In Bonn gab er sich als Fotograf aus und trat einer Laientheatertruppe bei, mit der er in sechs Vorstellungen von »Endstation Sehnsucht« den Kowalski spielte, ehe er weiterzog. Er arbeitete bei der Lokalredaktion einer Zeitung, hütete einen Sommer lang Kühe auf einem Bergbauernhof, lernte in Málaga schweißen, verdingte sich in einem Ort nahe São Paolo als Masseur. Er gründete Stiftungen gegen Tierversuche, arbeitete in Behindertenheimen, befüllte sein Museum in Oslo mit den absonderlichsten Devotionalien und wurde in Hamburg drogensüchtig.

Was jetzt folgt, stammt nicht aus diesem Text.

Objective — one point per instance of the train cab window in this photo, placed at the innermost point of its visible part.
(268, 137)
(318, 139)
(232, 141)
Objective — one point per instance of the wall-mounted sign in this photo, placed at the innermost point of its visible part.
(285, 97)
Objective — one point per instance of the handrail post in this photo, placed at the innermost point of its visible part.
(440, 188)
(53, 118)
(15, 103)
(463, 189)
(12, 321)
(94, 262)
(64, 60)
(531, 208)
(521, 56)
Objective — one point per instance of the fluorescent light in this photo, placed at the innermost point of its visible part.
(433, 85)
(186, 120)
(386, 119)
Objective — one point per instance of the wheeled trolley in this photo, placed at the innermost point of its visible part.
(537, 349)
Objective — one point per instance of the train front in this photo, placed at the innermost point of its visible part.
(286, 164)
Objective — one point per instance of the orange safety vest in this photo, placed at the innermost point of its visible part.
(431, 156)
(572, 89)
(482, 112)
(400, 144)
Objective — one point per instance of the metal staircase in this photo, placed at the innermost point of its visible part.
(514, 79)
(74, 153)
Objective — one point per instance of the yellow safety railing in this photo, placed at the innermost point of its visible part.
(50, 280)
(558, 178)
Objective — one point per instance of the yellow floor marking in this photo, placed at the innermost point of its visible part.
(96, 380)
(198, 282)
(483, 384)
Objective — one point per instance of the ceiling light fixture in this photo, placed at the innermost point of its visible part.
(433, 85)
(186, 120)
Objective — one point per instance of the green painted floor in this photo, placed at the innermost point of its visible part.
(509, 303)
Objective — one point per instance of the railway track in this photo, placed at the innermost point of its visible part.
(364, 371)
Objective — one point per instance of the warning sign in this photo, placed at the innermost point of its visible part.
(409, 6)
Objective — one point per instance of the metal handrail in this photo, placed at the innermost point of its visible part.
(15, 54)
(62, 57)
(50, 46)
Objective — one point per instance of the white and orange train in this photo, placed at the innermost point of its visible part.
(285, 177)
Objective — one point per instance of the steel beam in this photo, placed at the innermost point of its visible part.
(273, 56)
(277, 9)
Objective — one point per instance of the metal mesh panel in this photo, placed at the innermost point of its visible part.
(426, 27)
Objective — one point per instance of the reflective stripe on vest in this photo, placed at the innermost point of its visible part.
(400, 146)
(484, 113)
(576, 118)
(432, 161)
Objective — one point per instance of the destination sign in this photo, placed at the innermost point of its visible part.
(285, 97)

Das also auch noch, dachte er, als er feststellte, wie elend es ihm irgendwann ging, wie schwierig es wurde, mit offenen Augen zu reisen, wie hohl er war und wie wenig noch in ihm nachschwang von dem, was er erlebte, wie oft er in einem Zugabteil oder einem Flugzeug oder in irgendeinem Hotel nur noch dahindämmerte und an Dinge dachte, die lange zurücklagen und die nichts auf der Welt ändern konnte. Er schlug wahrhaftig seine Zeit tot, und diese Erkenntnis erschreckte ihn über alle Maßen.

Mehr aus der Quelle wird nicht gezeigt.